Another fairly subtle but significant change is that the number that appears on the calendar changes as you hide and view options. For example, if you have two tasks due today and ten flagged tasks, the calendar entry for today will show “2” if you only display due items and “12” if you choose to reveal both due and flagged items.

By default, tapping a calendar item will open the appointment in Apple’s Calendar app. If you’re a Fantastical user (as I am), you’ll be happy to hear that OmniFocus 4 will allow you to choose to open appointments in Fantastical instead.

Expanded Keyboard Support on iPad

If you use a hardware keyboard with your iPad, OmniFocus 4 will allow you to tap into an expanded set of keyboard shortcuts. As with OmniFocus 3, you can also assign keyboard shortcuts to the Omni Automation plug-ins that you use most often.

Other OmniFocus 4 Refinements

In true Omni fashion, there are many other thoughtful touches and conveniences to discover and explore.

For example, double-tapping the round plus button in the lower-right-hand corner will trigger quick entry. Once the quick entry window is open, you can tap the eye button to specify what fields you want to be able to populate when you add actions, making it as simple or complex as you choose.

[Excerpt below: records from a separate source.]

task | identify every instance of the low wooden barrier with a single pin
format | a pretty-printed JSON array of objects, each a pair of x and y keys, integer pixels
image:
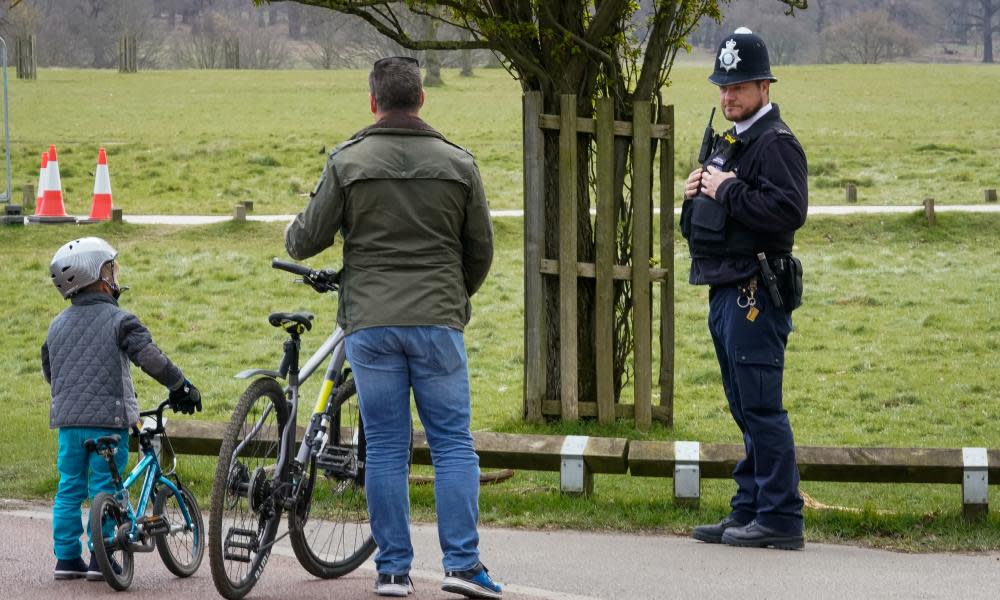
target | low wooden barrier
[
  {"x": 687, "y": 462},
  {"x": 578, "y": 458}
]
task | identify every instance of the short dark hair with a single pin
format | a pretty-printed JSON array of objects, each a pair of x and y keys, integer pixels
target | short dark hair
[{"x": 395, "y": 83}]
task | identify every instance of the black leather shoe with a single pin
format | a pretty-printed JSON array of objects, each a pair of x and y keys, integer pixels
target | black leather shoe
[
  {"x": 755, "y": 535},
  {"x": 713, "y": 533}
]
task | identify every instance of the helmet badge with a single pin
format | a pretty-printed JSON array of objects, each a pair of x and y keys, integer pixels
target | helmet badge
[{"x": 729, "y": 57}]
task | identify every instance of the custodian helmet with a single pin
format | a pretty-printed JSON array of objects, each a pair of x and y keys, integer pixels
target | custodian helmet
[{"x": 742, "y": 56}]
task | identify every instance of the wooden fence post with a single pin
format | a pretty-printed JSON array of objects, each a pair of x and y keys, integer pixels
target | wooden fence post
[
  {"x": 929, "y": 212},
  {"x": 534, "y": 235},
  {"x": 568, "y": 323},
  {"x": 606, "y": 257},
  {"x": 851, "y": 193},
  {"x": 231, "y": 53},
  {"x": 641, "y": 228},
  {"x": 667, "y": 262},
  {"x": 24, "y": 48},
  {"x": 126, "y": 54}
]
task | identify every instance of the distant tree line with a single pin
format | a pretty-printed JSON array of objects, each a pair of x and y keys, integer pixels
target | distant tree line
[{"x": 195, "y": 33}]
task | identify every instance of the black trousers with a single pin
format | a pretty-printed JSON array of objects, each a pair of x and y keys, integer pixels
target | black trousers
[{"x": 752, "y": 358}]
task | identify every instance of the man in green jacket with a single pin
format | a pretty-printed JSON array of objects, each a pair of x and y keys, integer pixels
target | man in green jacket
[{"x": 418, "y": 244}]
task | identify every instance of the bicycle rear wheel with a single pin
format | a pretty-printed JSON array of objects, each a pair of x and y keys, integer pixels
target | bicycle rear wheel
[
  {"x": 182, "y": 546},
  {"x": 330, "y": 529},
  {"x": 110, "y": 549},
  {"x": 245, "y": 515}
]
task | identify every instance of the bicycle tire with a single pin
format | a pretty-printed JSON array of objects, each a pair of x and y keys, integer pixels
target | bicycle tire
[
  {"x": 105, "y": 511},
  {"x": 331, "y": 533},
  {"x": 181, "y": 550},
  {"x": 243, "y": 516}
]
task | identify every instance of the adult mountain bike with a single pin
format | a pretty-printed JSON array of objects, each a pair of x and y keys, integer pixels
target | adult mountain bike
[
  {"x": 269, "y": 466},
  {"x": 174, "y": 527}
]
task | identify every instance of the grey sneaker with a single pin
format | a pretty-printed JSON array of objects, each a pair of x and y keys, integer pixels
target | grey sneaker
[
  {"x": 393, "y": 585},
  {"x": 712, "y": 534}
]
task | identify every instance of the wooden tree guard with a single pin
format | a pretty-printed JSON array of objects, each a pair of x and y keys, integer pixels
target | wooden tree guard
[
  {"x": 126, "y": 55},
  {"x": 566, "y": 266},
  {"x": 24, "y": 50}
]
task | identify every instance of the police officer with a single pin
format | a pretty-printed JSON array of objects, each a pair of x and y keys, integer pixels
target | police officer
[{"x": 740, "y": 213}]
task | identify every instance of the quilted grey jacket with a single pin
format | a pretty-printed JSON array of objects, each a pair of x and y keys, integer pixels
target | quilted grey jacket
[{"x": 86, "y": 356}]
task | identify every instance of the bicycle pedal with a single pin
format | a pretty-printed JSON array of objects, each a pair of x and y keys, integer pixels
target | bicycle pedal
[
  {"x": 239, "y": 544},
  {"x": 335, "y": 458},
  {"x": 154, "y": 524}
]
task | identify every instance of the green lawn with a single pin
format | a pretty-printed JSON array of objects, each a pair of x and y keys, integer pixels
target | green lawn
[
  {"x": 896, "y": 345},
  {"x": 196, "y": 142}
]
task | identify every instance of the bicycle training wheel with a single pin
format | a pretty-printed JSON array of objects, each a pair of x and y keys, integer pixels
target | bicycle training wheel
[
  {"x": 244, "y": 515},
  {"x": 113, "y": 556},
  {"x": 331, "y": 533},
  {"x": 181, "y": 546}
]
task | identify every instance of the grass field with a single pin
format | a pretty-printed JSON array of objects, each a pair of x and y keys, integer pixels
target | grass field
[
  {"x": 896, "y": 345},
  {"x": 196, "y": 142}
]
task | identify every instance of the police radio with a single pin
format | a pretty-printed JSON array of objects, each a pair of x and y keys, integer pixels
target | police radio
[{"x": 707, "y": 141}]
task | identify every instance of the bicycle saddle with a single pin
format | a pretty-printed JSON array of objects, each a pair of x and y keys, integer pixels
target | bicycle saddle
[
  {"x": 110, "y": 441},
  {"x": 287, "y": 321}
]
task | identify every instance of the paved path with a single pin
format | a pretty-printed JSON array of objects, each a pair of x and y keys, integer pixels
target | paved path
[
  {"x": 813, "y": 210},
  {"x": 556, "y": 565}
]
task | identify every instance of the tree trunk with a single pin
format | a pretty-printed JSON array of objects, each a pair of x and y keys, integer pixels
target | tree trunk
[
  {"x": 294, "y": 21},
  {"x": 586, "y": 331}
]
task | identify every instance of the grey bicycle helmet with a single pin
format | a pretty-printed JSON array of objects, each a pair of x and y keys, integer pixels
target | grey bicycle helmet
[{"x": 78, "y": 264}]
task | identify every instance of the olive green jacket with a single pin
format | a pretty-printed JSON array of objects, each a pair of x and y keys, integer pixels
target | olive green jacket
[{"x": 410, "y": 206}]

Long pressing on a perspective in the perspective navigation bar will reveal some helpful features. You’ll be able to get tips on using the perspective, “unfavorite” it (to remove it from the perspective navigation bar), copy a link to the perspective, and open the perspective in a new window.

Stay Tuned for a Preview of OmniFocus 4 for Mac

This is just a taste of what’s coming down the pike. We’ll be showcasing additional features and refinements as we get closer to the release and will be showcasing OmniFocus 4 for Mac once a public preview release is available.

We’re also planning to have some OmniFocus 4 content ready to go soon after the official launch. This content will help you make the transition from OmniFocus 3 to OmniFocus 4 and tap into the power and flexibility that will come with OmniFocus 4.

Testing OmniFocus 4 for iPhone and iPad

If you’d like to have input into the development of OmniFocus 4, consider installing the TestFlight build for iPhone and iPad and joining the conversation on Slack. A reminder that this is pre-release software and, despite all the progress Omni has made, there are still some known bugs and rough edges.